How to Plan a Recovery Week with the TSS Chart in Front of You
A recovery week is planned on data, not on a hunch: cut weekly TSS by 40–50% from your last hard week, trimming mainly intensity, not volume. The single goal is to let ATL (fatigue) fall faster than CTL (fitness), so TSB goes positive (+5 to +15). That's when the adaptations from previous weeks "land" and you return to training fresh, not broken.
On the PMC chart, form is a game of three curves: CTL (long-term load, ~42 days), ATL (short-term fatigue, ~7 days) and TSB = CTL − ATL. In a hard block ATL climbs fast and TSB dives.

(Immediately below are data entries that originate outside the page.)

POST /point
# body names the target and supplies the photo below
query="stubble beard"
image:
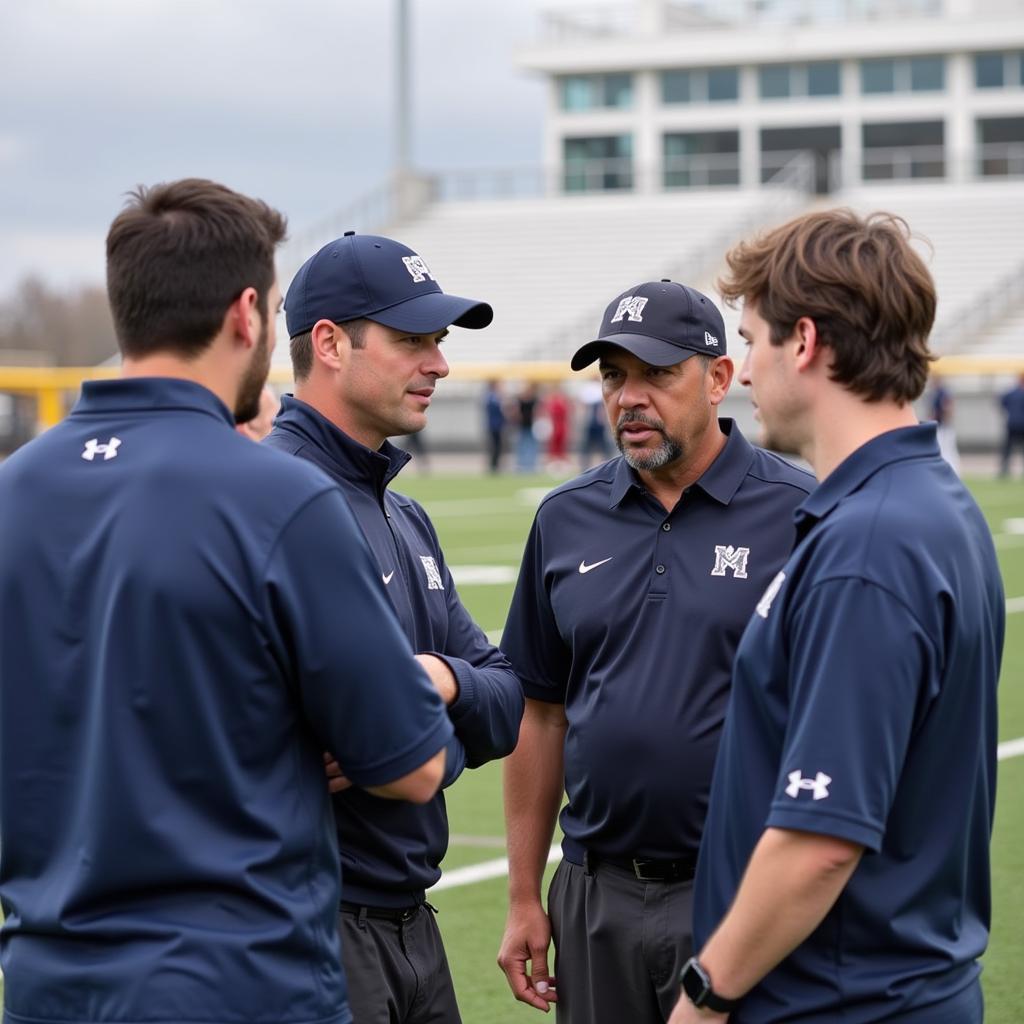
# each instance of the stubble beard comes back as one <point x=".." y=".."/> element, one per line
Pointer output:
<point x="668" y="452"/>
<point x="247" y="403"/>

A recovery week is a deliberate drop in stimulus so ATL falls, TSB goes positive, and CTL barely moves. It's not "a week off" — it's a planned part of progression.
How much to cut TSS, exactly
If your hard weeks are, say, 450 TSS, the recovery week targets 230–270 TSS. How to distribute it:
- Cut intensity, not volume — remove VO2max and threshold sessions, keep aerobic Zone 2 riding. The movement stays, the cost drops.
- One "spark" — 1 short session with a few openers (e.g. 3×3 min) so you don't go muscularly flat, but with no load.
- Don't zero out — full rest drops CTL more than needed and you slide into detraining. Zone 2 maintains fitness.
How often should you take a recovery week?
The standard is every fourth week (a 3:1 rhythm) — three weeks of rising load, a fourth for recovery. Older or more fatigued amateurs handle 2:1 better. The signal to unload early: TSB below −30 held for several days and falling interval power despite effort.
How to tell recovery worked
Don't guess — check the data at the end of the week:
- TSB positive — it should reach around +5 to +15. If it's still deeply negative, the week was too hard or the previous block overloaded you.
- Resting heart rate — back to your rested-period norm; elevated by 5+ BPM suggests recovery is still ongoing.
- Check power — a short opener (e.g. 3 min) done at the end of the week "goes easy" at normally hard power.
Does fitness (CTL) drop during a recovery week?
Yes, but slightly and temporarily — CTL will fall a few points, the price of shedding fatigue. It's an apparent loss: fresh, you return to harder training and quickly make it back. Worse is grinding on with no unload — it ends in stagnation, and the recovery basics still matter (sleep, food) as covered in the piece on sleep and athletic recovery.
Summary
A recovery week isn't a reward for hard work — it's the tool that "closes" adaptations. Cut weekly TSS by 40–50%, trim intensity while keeping aerobic volume, and make sure TSB goes positive. Instead of asking "am I rested yet," look at the PMC chart: positive TSB, resting heart rate returning, and check-power going easy are the hard signal you can start the next block. A planned unload every 3–4 weeks is the difference between progression and spinning your wheels.